A Petition for Writ of Certiorari continues to be the most powerful tool in the Supreme Court’s arsenal. Last Friday, the North Carolina Supreme Court used its certiorari authority to revive an appeal involving the State Bar and a sitting superior court judge. The Court did so six months after the appeal was dismissed by the Court of Appeals, and four months after it had declined to issue a PDR.
While the twist and turns in Tillett v. North Carolina State Bar could rival an episode of the upcoming “24” reboot, here is a brief summary. A dispute arose between a superior court judge and local law enforcement. Ultimately, the North Carolina Judicial Standards Commission began an investigation of the judge, alleging that the judge had misused his authority during the course of that dispute. The complaint was resolved by a public reprimand entered with the judge’s consent.
End of story? Not quite.
Two years later the State Bar filed an administrative complaint against the same judge, alleging that the same underlying conduct violated its Rules of Professional Conduct. The judge moved to dismiss the State Bar’s complaint. One of the grounds was that the State Bar did not have the authority to discipline a sitting superior court judge.
That issue was considered by the State Bar’s Disciplinary Hearing Commission, which rejected the judge’s argument. The judge sought immediate review in the Court of Appeals of this interlocutory decision. In December 2015, the Court of Appeals dismissed Judge Tillett’s interlocutory agency appeal without opinion.
However, while the agency appeal was still pending in the Court of Appeals, the judge filed in the North Carolina Supreme Court a “PDR Prior” or “Bypass Petition” seeking Supreme Court review of the agency’s decision without having to first go through the Court of Appeals. (Note: Section 7A-31 and Appellate Rule 15 prohibit the Supreme Court from issuing a PDR Prior for appeals from the North Carolina State Bar. Because I cannot access the State’s response, I am not sure if the State raised this point in the Supreme Court). The Supreme Court did not immediately rule on the PDR Prior, and the appeal proceeded in the Court of Appeals. A few weeks after the Court of Appeals dismissed the appeal, the Supreme Court in January 2016 denied the judge’s PDR “Prior.”
Meanwhile, the judge was concurrently pursuing a Superior Court action seeking to enjoin the State Bar’s disciplinary efforts. The judge argued, among other things, that the State Bar’s exercise of disciplinary authority against a sitting judge was facially unconstitutional. In December 2015, the trial court denied the preliminary injunction request as premature. The judge then appealed the superior court’s decision to the North Carolina Court of Appeals. This second appeal is currently winding through the Court of Appeals.
From January to May 2016 something caused the Supreme Court to change its mind about its earlier decision not to review the judge’s appeal of the agency decision. Perhaps it was the State Bar’s scheduling of a June 27 hearing to determine what disciplinary action it would take against the judge? After all, if the judge’s law license was suspended, he would have to give up his judicial seat.
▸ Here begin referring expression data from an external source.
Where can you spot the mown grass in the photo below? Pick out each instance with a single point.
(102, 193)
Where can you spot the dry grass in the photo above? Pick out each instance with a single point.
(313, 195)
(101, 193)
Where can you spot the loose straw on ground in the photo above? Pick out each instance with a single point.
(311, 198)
Whatever the reason, on Friday, May 27, the Supreme Court issued an unexpected order. The Court stated that while it had previously denied the judge’s request for a PDR in January 2016,
“upon reconsideration, the Court, ex mero motu, deems the question presented by the case to be of such importance that the invocation of our supervisory jurisdiction is warranted. Accordingly, the Court now issues a writ of certiorari to review the question presented in defendant’s petition:
Do the North Carolina State Bar Council and the Disciplinary Hearing Commission have the jurisdictional authority to discipline a judge of the General Court of Justice for conduct as a judge for which the judge has already been disciplined by the Judicial Standards Commission?”
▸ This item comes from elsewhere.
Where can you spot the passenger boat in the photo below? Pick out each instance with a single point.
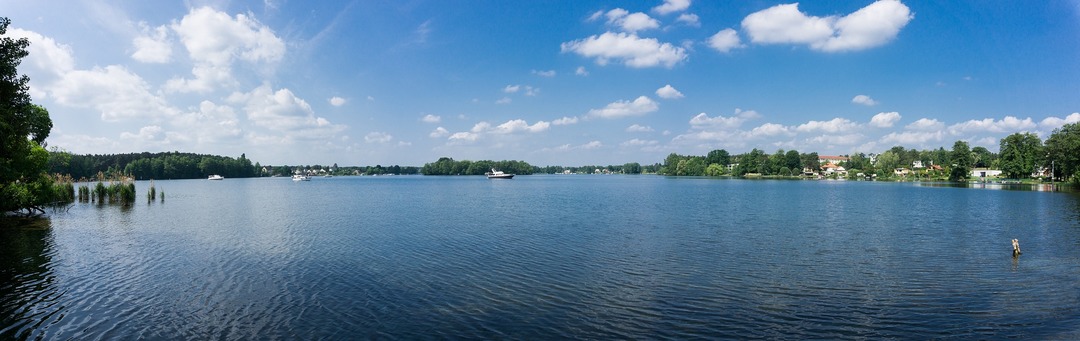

The Supreme Court has stayed “all other proceedings” until it can determine this question.
At first, I mistakenly thought the Supreme Court was seeking to review the trial court appeal currently pending in the Court of Appeals. However, the Supreme Court’s writ of certiorari is directed toward the agency appeal dismissed by the Court of Appeals 6 months ago. Given that the Supreme Court had previously denied the PDR (and no one had sought certiorari review), its decision to reconsider the rejected PDR “Prior”—sua sponte and four months later—probably caught the parties by surprise. The unusual procedural posture is likely why the Supreme Court’s decision on Friday to “reconsider its earlier decision” was issued pursuant to its certiorari authority, and not its PDR authority.
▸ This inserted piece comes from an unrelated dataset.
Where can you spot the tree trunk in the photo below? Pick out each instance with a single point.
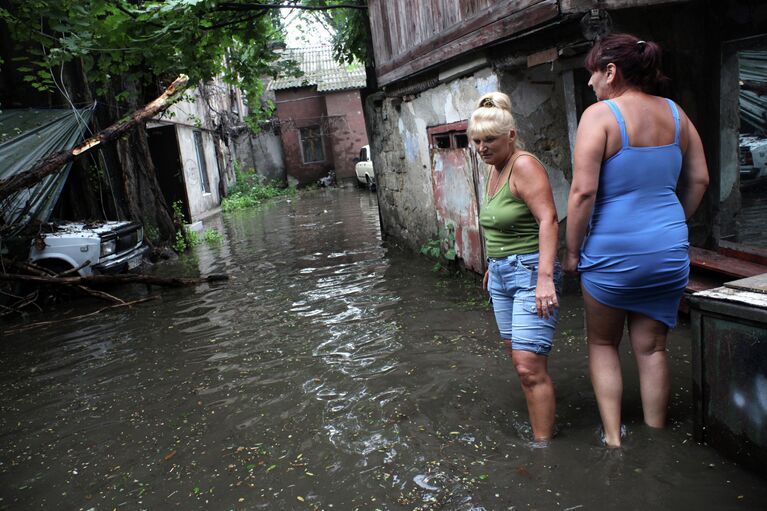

We have blogged before about how certiorari is the most powerful tool in an appellate court’s arsenal. You are now a witness to certiorari’s sua sponte authority to raise appeals from the dead–even appeals the Supreme Court had previously killed. Of course, my “eternal optimist” friends and colleagues (you know who you are) will undoubtedly find renewed hope for their own “long shot” appellate strategies. It remains to be seen whether the judge’s unexpected reversal of fortune will prove fatal to the State Bar’s efforts.